Um único cabeceio em uma bola de futebol pode provocar alterações temporárias em proteínas associadas a lesões cerebrais, aponta estudo publicado na JAMA Neurology. A pesquisa acompanhou 302 jogadores amadores em 11 partidas, com registro de cabeceios e coletas de sangue.
Os cientistas observaram que, logo após as partidas, atletas que cabecearam apresentaram aumento da proteína S100B, biomarcador relacionado a danos neuronais. A elevação ocorreu mesmo em cabeceios de baixa intensidade.
Quem participou e como foi feito o estudo
A pesquisa foi realizada pelo Centro Médico da Universidade de Amsterdã, na Holanda. A coleta de sangue ocorreu antes, ao final e entre 24 e 48 horas após as partidas, associada à análise de vídeos para medir frequência e intensidade dos cabeceios.
Resultados adicionais mostraram aumento de p-tau217 em atletas com mais de dois cabeceios ou impactos mais fortes. Este biomarcador é considerado promissor para a detecção de danos neurodegenerativos.
Resultados atualizados e interpretações
Os níveis de S100B e p-tau217 voltaram ao normal entre 24 e 48 horas após as partidas. Os autores ressaltam que isso não elimina a possibilidade de danos duradouros, sobretudo com exposições repetidas ao longo de anos.
Segundo um dos autores, ainda não está claro como os cabeceios provocam as alterações. Hipóteses incluem efeitos semelhantes aos de concussões em escala menor ou ondas de pressão que atingem o cérebro.

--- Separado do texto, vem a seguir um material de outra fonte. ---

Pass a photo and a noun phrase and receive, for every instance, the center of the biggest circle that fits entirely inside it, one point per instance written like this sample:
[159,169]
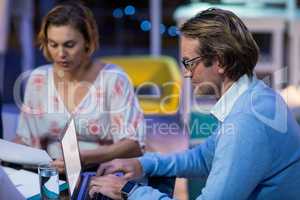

Contexto científico e impactos práticos
O estudo reforça preocupações sobre impactos repetidos na prática esportiva. Pesquisas anteriores já associavam cabeceios frequentes a déficits cognitivos e risco de doenças neurodegenerativas, especialmente em jogadores profissionais.
Especialistas destacam que a detecção precoce de alterações biológicas não implica diagnóstico de lesão clínica, mas aponta para a necessidade de monitoramento de atletas com exposição repetida.
Implicações para o futebol atual
As descobertas chegam em meio a medidas de restrição ao cabeceio, sobretudo entre crianças e adolescentes, adotadas por federações em diferentes países. A discussão envolve limites seguros e estratégias para reduzir a exposição a impactos repetitivos.
Pesquisadores ressaltam que ainda não há consenso sobre um limite considerado seguro, mas o tema ganha relevância à medida que biomarcadores se tornam mais sensíveis à identificação de mudanças cerebrais.